One woman stops a taxi.
- To the airport, please.
After ten minutes the taxi driver, watching the woman in the mirror, says:
- You are third pregnant woman that I have driven to the airport today.
- Are you kidding me, I am not pregnant.
- Well, you haven’t arrived to the airport yet neither.

magotpie 2009-1-9 03:36

the doctor one is very funny.. thanks man.. made my day... the sad man in heaven is also quite funny.. hehee

romz 2009-1-9 04:46

A man escapes from prison where he has been for 15 years. He breaks into a house to look for money and guns and finds a young couple in bed.

He orders the guy out of bed and ties him to a chair, while tying the girl to the bed he gets on top of her, kisses her neck, then gets up and goes into the bathroom. While he's in there, the husband tells his wife:

"Listen, this guy's an escaped convict, look at his clothes!
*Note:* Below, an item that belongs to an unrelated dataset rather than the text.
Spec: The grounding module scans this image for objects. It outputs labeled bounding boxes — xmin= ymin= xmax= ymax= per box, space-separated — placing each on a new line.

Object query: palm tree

He probably spent lots of time in jail and hasn't seen a woman in years. I saw how he kissed your neck." If he wants sex, don't resist, don't complain, do whatever he tells you. Satisfy him no matter how much he nauseates you. This guy is probably very dangerous. If he gets angry, he'll kill us. Be strong, honey. I love you."

To which his wife responds: "He wasn't kissing my neck. He wwas whispering in my ear. He told me he was gay, thought you were cute, and asked me if we had any vaseline. I told him it was in the bathroom. Be strong honey. I love you too!!"

romz 2009-1-9 18:44

WHY DOES SANTA HAVE SUCH A BIG SAC????
...

BECAUSE HE ONLY [b]COMES[/b] ONCE A YEAR!!!

romz 2009-1-9 19:54

In class the teacher asks the students which part of your body goes to heaven first? some students say the heart because Jesus is in our heart. some say the mind because you pray. vartanik raises his hand and says our legs! the teacher is very surprised so she asks vartanik why do u think its the legs? and vartanik says because last night I saw my mom her legs spread out and raised in the air she was screaming "ohh god I’m coming"


Vartanik wakes up several nights in a row when he hears a thumping sound coming from his parents` room. Finally, one morning he says to his mom, "Mommy, every night I hear you and daddy making noises and when I look in your bedroom you`re bouncing up and down on him." His mom is taken by surprise and says, "Oh...well...ah...well, I`m bouncing on his stomach because he`s fat and that makes him thin again." The boy responds, "That won`t work!" His mom says, "Why not?" The boy replies, "Because the lady next door comes by after you leave for work each day and blows him back up.


A teacher asks her class, "If there are 5 birds sitting on a fence and you shoot one of them, how many will be left?"? She calls on little Vartanik. He replies, "None, they will all fly away with the first gun shot." The teacher replies "The correct answer is 4, but I like your thinking." Then little Vartanik says "I have a question for YOU. There are three women sitting on a bench having ice cream: One is delicately licking the sides of the triple scoop of ice cream. The second is gobbling down the top and sucking the cone. The third is biting off the top of the ice cream. Which one is married?" The teacher, blushing a great deal, replied "Well, I suppose the one that`s gobbled down the top and sucked the cone." To which Little Vartanik replied, "The correct answer is `the one with the wedding ring on,` but I like your thinking."